Fast-forward to the present, and while Mo has been searching the world for a copy of the obscure book in order to get his wife back out, Capricorn has been destroying them and building his power. Capricorn has found another Silvertongue, as those with this power are called, but he isn’t very good at it, and more than anything Capricorn wants Mo under his control.
BRENDAN FRASER as Mo and ELIZA HOPE BENNETT as Meggie
What follows is rather a jumble of adventure as we run headlong through capture, escape, attack, retreat, capture, all while trying to get a copy of this damned book. There are unicorns, minotaurs, chases, and a giant smoke monster, and all of it is thrown at you with reckless abandon like flights of fancy gone wild to the point of their own destruction.
But, analysis of Inkheart is not an easy affair, even if its subject, manner, an demographic make it seem so. Much like the heavily-referenced Wizard of Oz (which let’s face it, under the wrong lens is a stupid mess of disconnected nonsense filled to bursting with plot holes), Inkheart is only in the loosest possible sense about what happens.

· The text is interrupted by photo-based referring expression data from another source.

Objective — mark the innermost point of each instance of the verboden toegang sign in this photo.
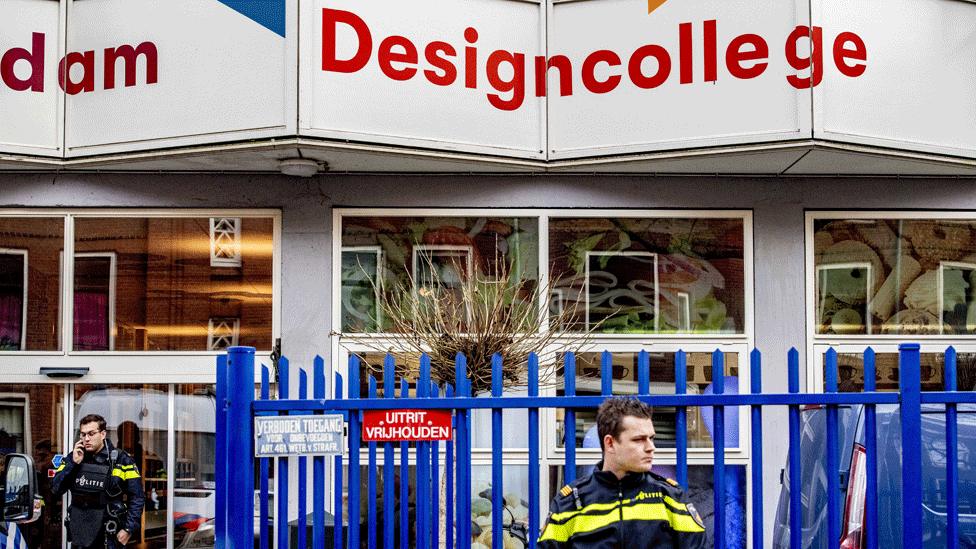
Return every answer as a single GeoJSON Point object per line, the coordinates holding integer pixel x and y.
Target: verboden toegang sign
{"type": "Point", "coordinates": [306, 435]}
{"type": "Point", "coordinates": [406, 425]}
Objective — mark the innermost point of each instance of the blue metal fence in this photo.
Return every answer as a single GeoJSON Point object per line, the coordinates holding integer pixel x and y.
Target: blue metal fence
{"type": "Point", "coordinates": [235, 503]}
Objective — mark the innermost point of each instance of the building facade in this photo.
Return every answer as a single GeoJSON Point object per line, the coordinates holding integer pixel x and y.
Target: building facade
{"type": "Point", "coordinates": [681, 176]}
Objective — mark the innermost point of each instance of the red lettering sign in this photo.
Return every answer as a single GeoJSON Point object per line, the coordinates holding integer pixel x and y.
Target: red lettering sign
{"type": "Point", "coordinates": [406, 425]}
{"type": "Point", "coordinates": [747, 56]}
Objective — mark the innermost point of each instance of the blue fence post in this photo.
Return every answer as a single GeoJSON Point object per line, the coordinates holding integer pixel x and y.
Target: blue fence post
{"type": "Point", "coordinates": [302, 537]}
{"type": "Point", "coordinates": [281, 468]}
{"type": "Point", "coordinates": [833, 451]}
{"type": "Point", "coordinates": [909, 367]}
{"type": "Point", "coordinates": [681, 418]}
{"type": "Point", "coordinates": [449, 504]}
{"type": "Point", "coordinates": [318, 464]}
{"type": "Point", "coordinates": [952, 455]}
{"type": "Point", "coordinates": [337, 477]}
{"type": "Point", "coordinates": [462, 455]}
{"type": "Point", "coordinates": [718, 445]}
{"type": "Point", "coordinates": [871, 451]}
{"type": "Point", "coordinates": [404, 479]}
{"type": "Point", "coordinates": [240, 478]}
{"type": "Point", "coordinates": [422, 468]}
{"type": "Point", "coordinates": [354, 436]}
{"type": "Point", "coordinates": [371, 480]}
{"type": "Point", "coordinates": [755, 373]}
{"type": "Point", "coordinates": [497, 483]}
{"type": "Point", "coordinates": [533, 452]}
{"type": "Point", "coordinates": [569, 421]}
{"type": "Point", "coordinates": [389, 489]}
{"type": "Point", "coordinates": [220, 461]}
{"type": "Point", "coordinates": [263, 470]}
{"type": "Point", "coordinates": [796, 489]}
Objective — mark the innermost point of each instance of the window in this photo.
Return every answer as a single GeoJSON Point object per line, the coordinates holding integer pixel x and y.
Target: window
{"type": "Point", "coordinates": [658, 281]}
{"type": "Point", "coordinates": [225, 242]}
{"type": "Point", "coordinates": [13, 299]}
{"type": "Point", "coordinates": [895, 275]}
{"type": "Point", "coordinates": [30, 283]}
{"type": "Point", "coordinates": [650, 275]}
{"type": "Point", "coordinates": [883, 276]}
{"type": "Point", "coordinates": [152, 283]}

It is instead about what fantasy means as a general idea, and it is about what characters are… even if they’re us.
INKHEARTInkheart is a story that can’t go five minutes without telling you that it not only loves books, but has an almost fanatic appreciation for what it believes books are. It is not a story that has Mo’s wife in some state of pseudo-death, or otherwise non-existence by being trapped in the book. As we see with other characters, whoever goes in a book remains as alive as you or I, just in another world. It is a story that defies you to produce the legitimate argument that what happens in my mind because I imagine it is less “real” than what happens in my mind as the theoretical result of some external source.
In the end, the story is a bit of a trick anyway, because it isn’t about our Silvertongue and his family, or heroes, or nogoodniks, or magical creatures. It’s about Dustfinger. A character made real who was written as mostly goodish, and wanting desperately to do the right thing, but is ultimately a serious coward at heart. As, I suppose, a real man, Dustfinger comes very close to doing the good deed several times, but his cowardice and general meekness win out, because… what can he do? It’s how he was written.
PAUL BETTANY stars as Dustfinger
PAUL BETTANY stars as Dustfinger
Just before the end of the film Dustfinger performs perhaps the most noble deed ever put down on paper, and if you blink you’ll miss it. And, if he can do it…
Inkheart is convoluted, crazy, and possibly internally inconsistent, but if you say it like it’s a bad thing, you’re playing top trumps silliness against a fairy tale. This, as though saying something like, “human hair could not withstand the weight of a person climbing it,” were a legitimate turn of discourse rather than becoming more foolish than thing itself.
At the very end, we are left with a lot of very strange questions. How can you go back into a book and find yourself in that world and in a situation that clearly doesn’t happen in the book? Does the book suddenly read differently? How can the characters go on “existing” in this branch of happenstance that no longer has anything to do with the events of the book they’re in?
It doesn’t make a damn bit of sense. Nothing magical does.